Beefy Boxes and Bandwidth Generously Provided by pair Networks
go ahead... be a heretic
 
PerlMonks  

Re^3: Does anybody write tests first?

by BrowserUk (Pope)
on Feb 23, 2008 at 07:19 UTC ( #669724=note: print w/replies, xml ) Need Help??


in reply to Re^2: Does anybody write tests first?
in thread Does anybody write tests first?

When I test just that *.t file (e.g. with "prove"), I should see any existing tests pass and that one test I just wrote fail.

That's fine when you're writing a given piece of code. You know what you just added or changed and it's probably sitting in your editor at just the right line. With the minuscule granularity of some of the test scripts I've seen, a failing test probably translates to an error in a single line or even sub clause thereof.

But most of my interactions with Test::* (as someone who doesn't use them), are as maintenance programmer on newly built or installed modules running make test.

I've not just forgotten how the code is structured, and how the (arbitrarily named) test files relate to the structure of the code. I never knew either.

All I see is:

... [gobs of useless crap omitted] ... t\accessors.......ok 28/37# Looks like you failed 1 test of 37. t\accessors.......dubious Test returned status 1 (wstat 256, 0x100) DIED. FAILED test 14 Failed 1/37 tests, 97.30% okay ... [gobs more crap omitted] ...
  • Something failed.
  • 28 from 37 == 9. But it says: "# Looks like you failed 1 test of 37."
  • Then it usefully says: "dubious". No shit Sherlock.
  • Then "Test returned status 1 (wstat 256, 0x100)". Does that mean anything?

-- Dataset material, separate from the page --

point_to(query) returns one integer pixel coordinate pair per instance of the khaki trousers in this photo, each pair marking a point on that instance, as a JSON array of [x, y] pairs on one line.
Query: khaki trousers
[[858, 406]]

To anyone?
  • Then (finally) something useful: "DIED. FAILED test 14".

Now all I gotta do is:

  1. work out which test--and they're frequently far from easy to count--is test 14.
  2. Where in accessors.t it is located.
  3. Then work out what API(s) that code is calling.
  4. And what parameters it is passing.

    Which if they are constants is fine, but if the test writer has been clever efficient and structured a set of similar tests to loop over some data structure, I've a problem.

    I can't easily drop into the debugger, or even add a few trace statements to display the parameters as the tests loop, cos that output would get thrown away.

And at this point, all I've done is find the test that failed. Not the code.

The API that is called may be directly responsible, but I still don't know for sure what file it is in?

And it can easily be that the called API is calling some other API(s) internally.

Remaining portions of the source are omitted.